El rey y la reina comenzaron a depurar sus bosques. La idea de una vida perfecta, alejada de todo lo malo, se sembró una noche en la cabeza del rey y, a partir de ese momento, la idea creció convirtiéndose en la utopía colectiva de todo un reino.

Reyes, caballeros, hadas, elfos, hechiceros y demás criaturas se sumaron y se unieron a la causa.

Liberar al mundo de la maldad de una vez por todas.

Al principio, comenzó como un movimiento pacífico, los reinos se unían y crecían juntos; la gente emigraba a las ciudades y aprendían a convivir en armonía.

Sin embargo, la paz duró poco.

Las brujas, ogros, orcos, duendes, silfides, bestias, cambiaformas, guerreros, bárbaros y demás criaturas no podían perdonar a sus enemigos y hacer las paces con la nueva alianza.
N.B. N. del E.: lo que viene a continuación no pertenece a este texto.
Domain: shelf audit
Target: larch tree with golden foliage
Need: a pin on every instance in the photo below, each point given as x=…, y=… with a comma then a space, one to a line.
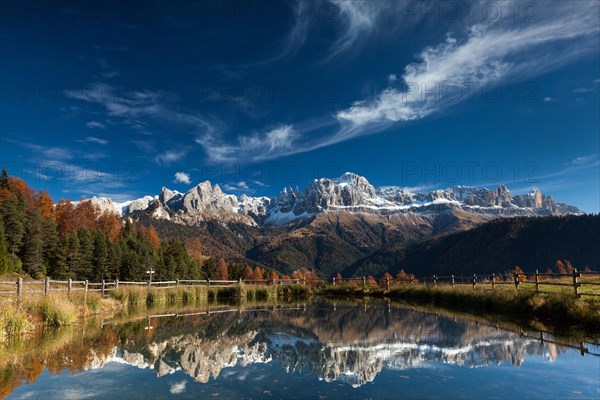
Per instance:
x=223, y=269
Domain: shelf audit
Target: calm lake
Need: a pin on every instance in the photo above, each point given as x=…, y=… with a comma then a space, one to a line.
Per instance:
x=319, y=350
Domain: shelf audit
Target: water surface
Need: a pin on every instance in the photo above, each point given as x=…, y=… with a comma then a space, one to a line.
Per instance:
x=318, y=350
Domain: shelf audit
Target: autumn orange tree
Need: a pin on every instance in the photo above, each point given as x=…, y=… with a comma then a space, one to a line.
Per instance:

Su orgullo les valía la vida y no estaban dispuestos a traicionar a su ideal por mundos de riquezas y vanagloria falsa e hipócrita.

Sus enemigos seguían siendo sus enemigos, punto.

Poco a poco, los nuevos reinos comenzaron a sufrir los percances de ello.

Ataques aleatorios de distintos entes adecuaban todos los rincones de su nueva vida. Eran una enfermedad para ellos, una molestia insesante y, por más que tratarán, incurable.

¿La única opción? Eliminarlos.

Como se haría con cualquier plaga, destruir o ser destruido.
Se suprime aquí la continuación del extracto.